What do say to the point of view that public funding would somehow be a waste of tax dollars?

I just say whatever’s working pal, ain’t working! So if you want to just continue this unbelievable exercise which is totally now perceived as a nation on the take and on the make and that every congressperson is there only for one reason to get money out of some special interest group, which means they can’t function on the great national issues of the day anymore because their fragmented… they’ll say “you can’t vote that way,” “well I should,” “well you can’t.”  You can’t because these guys are gonna total up your voting record in the next election and here are the twelve, twenty votes of yours and you’re gonna be suckin’ canal water if you don’t vote to accommodate this group.

What do you think about the Supreme Court equating campaign money with freedom of speech or that corporations are persons?

Buckley vs.

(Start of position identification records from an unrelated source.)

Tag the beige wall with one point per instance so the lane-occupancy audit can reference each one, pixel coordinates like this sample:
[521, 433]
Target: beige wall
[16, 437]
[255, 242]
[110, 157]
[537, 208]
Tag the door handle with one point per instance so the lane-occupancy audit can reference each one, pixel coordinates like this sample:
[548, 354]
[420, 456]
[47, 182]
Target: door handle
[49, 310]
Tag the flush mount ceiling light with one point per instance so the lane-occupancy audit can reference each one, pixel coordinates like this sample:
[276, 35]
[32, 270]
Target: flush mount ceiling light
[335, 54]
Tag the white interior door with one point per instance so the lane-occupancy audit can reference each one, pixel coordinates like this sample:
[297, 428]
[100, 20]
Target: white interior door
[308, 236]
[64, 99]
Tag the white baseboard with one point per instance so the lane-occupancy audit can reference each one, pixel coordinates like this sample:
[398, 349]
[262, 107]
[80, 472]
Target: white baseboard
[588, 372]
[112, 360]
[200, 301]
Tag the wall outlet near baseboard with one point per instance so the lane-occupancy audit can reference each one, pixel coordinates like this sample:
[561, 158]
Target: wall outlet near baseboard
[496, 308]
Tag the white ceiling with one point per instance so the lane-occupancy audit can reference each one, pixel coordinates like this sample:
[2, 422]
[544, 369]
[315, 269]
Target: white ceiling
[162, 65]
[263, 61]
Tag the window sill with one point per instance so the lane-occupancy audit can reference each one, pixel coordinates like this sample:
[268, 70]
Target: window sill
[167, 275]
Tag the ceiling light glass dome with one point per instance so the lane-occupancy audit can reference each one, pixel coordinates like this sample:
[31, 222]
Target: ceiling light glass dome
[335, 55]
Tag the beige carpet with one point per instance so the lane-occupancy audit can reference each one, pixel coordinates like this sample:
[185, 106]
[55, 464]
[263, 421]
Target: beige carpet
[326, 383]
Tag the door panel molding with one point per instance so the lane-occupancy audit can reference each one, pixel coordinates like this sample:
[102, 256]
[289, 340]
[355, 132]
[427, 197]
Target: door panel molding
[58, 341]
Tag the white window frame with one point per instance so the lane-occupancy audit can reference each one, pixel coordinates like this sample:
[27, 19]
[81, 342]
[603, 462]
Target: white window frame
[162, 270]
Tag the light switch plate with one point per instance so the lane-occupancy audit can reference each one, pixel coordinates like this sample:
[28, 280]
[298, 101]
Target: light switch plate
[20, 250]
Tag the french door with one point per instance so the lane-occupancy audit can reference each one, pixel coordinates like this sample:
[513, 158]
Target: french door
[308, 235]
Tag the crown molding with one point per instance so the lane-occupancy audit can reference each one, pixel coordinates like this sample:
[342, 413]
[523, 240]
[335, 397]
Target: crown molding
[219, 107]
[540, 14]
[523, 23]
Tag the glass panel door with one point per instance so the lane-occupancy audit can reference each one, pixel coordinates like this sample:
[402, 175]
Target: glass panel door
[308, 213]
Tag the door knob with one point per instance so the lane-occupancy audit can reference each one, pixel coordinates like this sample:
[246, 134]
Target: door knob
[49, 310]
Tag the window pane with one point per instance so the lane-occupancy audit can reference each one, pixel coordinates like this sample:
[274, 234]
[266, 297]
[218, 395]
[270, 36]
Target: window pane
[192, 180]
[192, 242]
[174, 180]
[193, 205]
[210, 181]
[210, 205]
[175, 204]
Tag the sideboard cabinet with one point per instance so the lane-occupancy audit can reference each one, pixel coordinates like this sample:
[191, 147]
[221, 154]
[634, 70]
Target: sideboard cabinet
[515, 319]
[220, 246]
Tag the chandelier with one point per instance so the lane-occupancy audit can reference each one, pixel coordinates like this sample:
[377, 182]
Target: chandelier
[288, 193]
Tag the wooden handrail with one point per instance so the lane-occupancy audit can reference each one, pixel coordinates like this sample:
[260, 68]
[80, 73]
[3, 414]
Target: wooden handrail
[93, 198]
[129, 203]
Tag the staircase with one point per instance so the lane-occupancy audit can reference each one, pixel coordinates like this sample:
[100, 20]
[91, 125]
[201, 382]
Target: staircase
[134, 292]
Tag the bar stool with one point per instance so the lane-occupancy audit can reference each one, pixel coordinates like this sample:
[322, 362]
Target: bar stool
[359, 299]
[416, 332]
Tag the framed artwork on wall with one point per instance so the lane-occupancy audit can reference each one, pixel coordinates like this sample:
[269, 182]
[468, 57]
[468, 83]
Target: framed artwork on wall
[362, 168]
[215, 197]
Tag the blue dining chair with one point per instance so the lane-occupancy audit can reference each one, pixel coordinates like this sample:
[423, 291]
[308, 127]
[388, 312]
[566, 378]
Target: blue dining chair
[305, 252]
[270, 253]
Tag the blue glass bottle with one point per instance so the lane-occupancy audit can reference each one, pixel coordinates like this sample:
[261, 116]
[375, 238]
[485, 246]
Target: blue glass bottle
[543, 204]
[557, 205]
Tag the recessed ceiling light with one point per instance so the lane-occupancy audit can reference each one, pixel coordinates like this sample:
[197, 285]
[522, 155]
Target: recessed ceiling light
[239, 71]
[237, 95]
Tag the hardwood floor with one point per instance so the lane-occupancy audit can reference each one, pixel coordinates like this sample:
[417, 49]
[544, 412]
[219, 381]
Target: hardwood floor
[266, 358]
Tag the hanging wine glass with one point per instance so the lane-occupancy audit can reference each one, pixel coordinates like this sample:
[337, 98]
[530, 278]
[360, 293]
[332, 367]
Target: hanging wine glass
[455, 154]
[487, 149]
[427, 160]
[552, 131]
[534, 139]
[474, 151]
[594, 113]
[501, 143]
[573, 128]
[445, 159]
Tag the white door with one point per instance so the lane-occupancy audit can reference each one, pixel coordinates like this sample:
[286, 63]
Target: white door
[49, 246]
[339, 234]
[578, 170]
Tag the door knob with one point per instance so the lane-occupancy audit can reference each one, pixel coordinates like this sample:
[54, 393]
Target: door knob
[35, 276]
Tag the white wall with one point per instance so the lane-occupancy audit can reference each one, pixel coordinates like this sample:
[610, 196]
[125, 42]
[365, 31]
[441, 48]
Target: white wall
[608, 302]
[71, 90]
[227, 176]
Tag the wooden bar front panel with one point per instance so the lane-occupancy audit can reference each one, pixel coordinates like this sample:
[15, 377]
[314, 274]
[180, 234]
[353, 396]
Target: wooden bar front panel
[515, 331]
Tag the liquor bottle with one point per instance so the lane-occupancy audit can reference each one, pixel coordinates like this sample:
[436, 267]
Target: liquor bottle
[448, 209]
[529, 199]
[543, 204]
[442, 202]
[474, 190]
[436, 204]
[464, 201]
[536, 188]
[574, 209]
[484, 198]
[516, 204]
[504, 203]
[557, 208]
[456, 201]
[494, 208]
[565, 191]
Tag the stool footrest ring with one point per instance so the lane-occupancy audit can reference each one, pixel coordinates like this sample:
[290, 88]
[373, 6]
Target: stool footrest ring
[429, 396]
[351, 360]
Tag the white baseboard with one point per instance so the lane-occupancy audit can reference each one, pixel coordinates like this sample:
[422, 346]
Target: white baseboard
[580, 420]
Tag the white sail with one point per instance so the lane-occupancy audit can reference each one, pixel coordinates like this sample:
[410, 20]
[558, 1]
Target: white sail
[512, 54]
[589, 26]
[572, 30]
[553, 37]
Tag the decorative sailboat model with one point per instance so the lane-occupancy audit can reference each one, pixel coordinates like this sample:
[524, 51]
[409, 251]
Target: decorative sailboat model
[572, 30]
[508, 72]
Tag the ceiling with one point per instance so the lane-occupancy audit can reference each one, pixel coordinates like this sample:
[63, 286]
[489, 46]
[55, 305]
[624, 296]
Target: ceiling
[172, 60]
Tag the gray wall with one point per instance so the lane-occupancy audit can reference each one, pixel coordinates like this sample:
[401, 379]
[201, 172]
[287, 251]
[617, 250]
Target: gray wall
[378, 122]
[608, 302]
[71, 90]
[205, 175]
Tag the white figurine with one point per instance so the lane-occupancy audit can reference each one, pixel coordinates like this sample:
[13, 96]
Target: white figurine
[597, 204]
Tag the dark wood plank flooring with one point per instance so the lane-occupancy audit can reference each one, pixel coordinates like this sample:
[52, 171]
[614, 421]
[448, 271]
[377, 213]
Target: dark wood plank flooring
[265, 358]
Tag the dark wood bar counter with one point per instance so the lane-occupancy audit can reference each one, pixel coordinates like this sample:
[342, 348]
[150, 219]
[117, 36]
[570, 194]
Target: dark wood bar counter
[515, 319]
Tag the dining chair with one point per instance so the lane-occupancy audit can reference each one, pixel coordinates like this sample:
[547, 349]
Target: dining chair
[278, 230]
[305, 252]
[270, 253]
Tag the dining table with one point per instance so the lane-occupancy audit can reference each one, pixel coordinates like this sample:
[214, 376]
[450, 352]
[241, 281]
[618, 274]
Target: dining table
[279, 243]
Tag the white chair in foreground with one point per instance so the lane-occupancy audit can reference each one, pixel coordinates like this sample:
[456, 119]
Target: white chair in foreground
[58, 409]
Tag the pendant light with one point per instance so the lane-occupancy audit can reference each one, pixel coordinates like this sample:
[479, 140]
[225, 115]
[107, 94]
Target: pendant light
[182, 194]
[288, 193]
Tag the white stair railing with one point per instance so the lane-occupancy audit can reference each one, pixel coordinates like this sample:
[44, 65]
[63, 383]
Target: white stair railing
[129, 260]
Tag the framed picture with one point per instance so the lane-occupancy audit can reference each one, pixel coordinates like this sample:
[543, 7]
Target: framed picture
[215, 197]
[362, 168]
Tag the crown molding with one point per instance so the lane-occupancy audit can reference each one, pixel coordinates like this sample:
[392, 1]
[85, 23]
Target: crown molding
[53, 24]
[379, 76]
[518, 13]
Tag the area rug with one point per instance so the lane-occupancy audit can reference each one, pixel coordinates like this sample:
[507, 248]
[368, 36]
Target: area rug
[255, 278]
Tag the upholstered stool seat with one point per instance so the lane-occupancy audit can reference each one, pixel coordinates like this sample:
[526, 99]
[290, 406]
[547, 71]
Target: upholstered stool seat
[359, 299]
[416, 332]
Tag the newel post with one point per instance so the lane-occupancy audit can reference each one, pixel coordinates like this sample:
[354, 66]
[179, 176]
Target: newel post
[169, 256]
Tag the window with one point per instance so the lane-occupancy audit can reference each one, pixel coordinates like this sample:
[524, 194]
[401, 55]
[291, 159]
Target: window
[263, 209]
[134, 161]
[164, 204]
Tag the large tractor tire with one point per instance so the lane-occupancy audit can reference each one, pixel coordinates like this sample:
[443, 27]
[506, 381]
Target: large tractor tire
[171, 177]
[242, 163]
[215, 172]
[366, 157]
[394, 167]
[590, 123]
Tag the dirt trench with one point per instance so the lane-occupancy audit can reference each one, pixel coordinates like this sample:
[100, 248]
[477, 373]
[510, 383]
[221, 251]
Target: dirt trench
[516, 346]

Valeo is the law of the land according to the United State’s Supreme Court. It is designed under the present law as a first amendment right to freedom of speech and I think that’s a tremendous distortion of the first amendment. But I always say look if I had spent my thirty one years in politics as a legislator if I could score up the times that someone was opposed to a bill and got on their hind legs and said look you pass this it will be declared unconstitutional by the Wyoming Supreme Court or the U.S. Supreme Court…I never saw it happen once. So it’s always the great bait, the great ender of the debate…”this is unconstitutional” and they’re the same people who would like to load the court with their own views you know. So it’s curious business. But the unconstitutionality argument always has failed to impress me.

What do you think it’s going to take for Congress to adopt fundamental electoral reform like the public funding option?

Time and education, that’ll work and that’s what we’re here for. Everything in America now is a sense of immediacy, we want this, we want instant gratification, we want to see a result. Forget it, we’ll see a result but that’s gonna take maybe some years. Gonna take time, education, and watching the excesses, pointing them out–here’s where we are since we began to talk about this and here’s where we are now three years later and look at what’s happened since. It will just be like barnacles on a ship, it’ll continue to encrust and people will get a belly full of it. And the guy will come home to campaign and they’ll say “look you jerk you go do something about that or now I have a group out here in Pennsylvania or Wyoming that’s gonna eat your lunch unless you get off your can.”

You can take that big money out of the system because they’re a lot of good people who love government and they want to see it work but they know that it’s not working right now because of people who are captured by the interest who give tons of money.